Es ist daher schon ein Wert an sich, dass sich Wirtschaftsvertreter aus der gesamten G20 regelmäßig austauschen, Interessen konsolidieren und sich gemeinsam für Positionen einsetzen. Die B20 trägt so zu Verständigung und Vernetzung bei. Oft merkt man erst durch diesen intensiven Austausch, dass Interessen und Ziele ähnlicher sind als man denkt. Für die G20 ist es wichtig, eine konsolidierte Wirtschaftsposition zu haben anstatt einer Kakophonie aus Stimmen einzelner Länder. Zudem ist die G20 auf die Expertise und die praktischen Erfahrungen der Wirtschaft angewiesen, um die richtigen Maßnahmen zu identifizieren.
Einem großen Teil der B20-Empfehlungen wird in G20-Beschlüssen entsprochen. So werden regelmäßig die Empfehlungen der B20 explizit in G20-Erklärungen erwähnt. Wir haben den Eindruck, dass die B20 beispielsweise dazu beigetragen hat, dass sich die G20 nun dem Thema digitaler Handel widmet und dass es zahlreiche G20-Initiativen für eine verbesserte Finanzierung kleiner und mittlerer Unternehmen gibt.
Knallt es auch manchmal in der B20?
Die Arbeit der B20 ist auf den G20-Gipfel ausgerichtet. Dort diskutieren die Staats- und Regierungschefs der 20 Staaten und der EU über die großen globalen Herausforderungen. Bis dahin arbeitet die B20 in internationalen und branchenübergreifenden Arbeitsgruppen unter Hochdruck an konkreten Handlungsempfehlungen.
Es ist selbstredend, dass es – wie auch in der G20 – zum Teil schwierige Verhandlungen und auch hitzige Diskussionen gibt. Diese sind auch erwünscht, denn die B20 soll ja gerade dazu beitragen, einerseits Interessenüberschneidungen zu identifizieren, andererseits aber auch zu kreativen Lösungen und Kompromissen zu kommen. Es herrscht bei allem intensiven Austausch aber immer eine angenehme Diskussionskultur. Wir teilen ja dieselben Ziele: ein nachhaltiges, inklusives und dynamisches Wachstum einer immer näher zusammenwachsenden Welt.

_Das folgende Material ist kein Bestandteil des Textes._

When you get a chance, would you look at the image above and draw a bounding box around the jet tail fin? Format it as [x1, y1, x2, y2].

Braucht die Welt die G20 wirklich?
Die großen Chancen der Weltwirtschaft können einzelne Staaten längst nicht mehr im Alleingang nutzen. Und genauso wenig können sie alleine die großen Herausforderungen meistern. Nationale Alleingänge sind zum Scheitern verurteilt. Deshalb ist die G20 nicht nur wichtig, um wirtschaftspolitische Impulse zu setzen. Sie ist wichtig, um die Agenda der internationalen Wirtschafts- und Ordnungspolitik zu gestalten. Sie hilft, die Regeln für die Weltwirtschaft weiterzuentwickeln. Zwar hat die G20 keine feste Geschäftsstelle wie der Internationale Währungsfonds oder die Welthandelsorganisation. Im Gegensatz zu den genannten Organisationen kann sie auch keine völkerrechtlich bindenden Beschlüsse fassen. Aber gerade weil sie nicht auf starre Strukturen angewiesen ist, hat sie in Krisenzeiten die notwendige Flexibilität bewiesen, um wichtige Leitplanken in der globalen Ordnungspolitik zu verankern.
Was wünschen Sie sich von der saudischen B20?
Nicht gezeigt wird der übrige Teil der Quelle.